York Liberal Democrats has become the largest party in York City Council, with 21 seats out of the 24 needed for a majority.
Soon they will have created a cabinet and taken over the running of the local authority for the next four years.
There are a few ways that this can happen.
Firstly, The Liberal Democrats could form a coalition with a smaller party. The Green Party has retained its four seats in York and would be the most obvious choice.
This is how City of York Council has been run for the past four years, with a coalition between the Conservatives and Liberal Democrats.
However, this may not be an option.
We spoke with John Cossham, who stood as a Green Party candidate on Hull Road Ward. He said that, as a local party, the Greens prefer to vote on a policy by policy basis.
Mr Cossham stressed the importance of the environment and the role York must play in combatting climate change are high on the list of priorities for party members in York: “We would not put ourselves into an agreement where we were forced to vote with a party at all times, but instead on a policy by policy basis. For example, if the Conservatives or another party were to have a good policy on house insulation, I would happily back that.”
John was particularly concerned with how national politics seemed to have seeped into the local elections this year.
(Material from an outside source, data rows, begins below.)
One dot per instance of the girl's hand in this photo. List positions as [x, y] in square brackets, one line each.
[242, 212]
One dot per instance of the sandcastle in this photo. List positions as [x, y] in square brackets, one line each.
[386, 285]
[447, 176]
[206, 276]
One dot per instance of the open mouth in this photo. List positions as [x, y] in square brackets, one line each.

Saying that it saddened him that constituents might ask about national issues that he and other candidates could have no impact on.
The other option for The Liberal Democrats would be to get an agreement from the opposition not to block the election of a new leader.
For a unitary authority the option is there for a cabinet to politically lead the council without a complete majority or a direct coalition, so long as they can appoint a leader.
Either way, in the next few days, it is expected that York Liberal Democrat leader Keith Aspden will become leader of York City Council.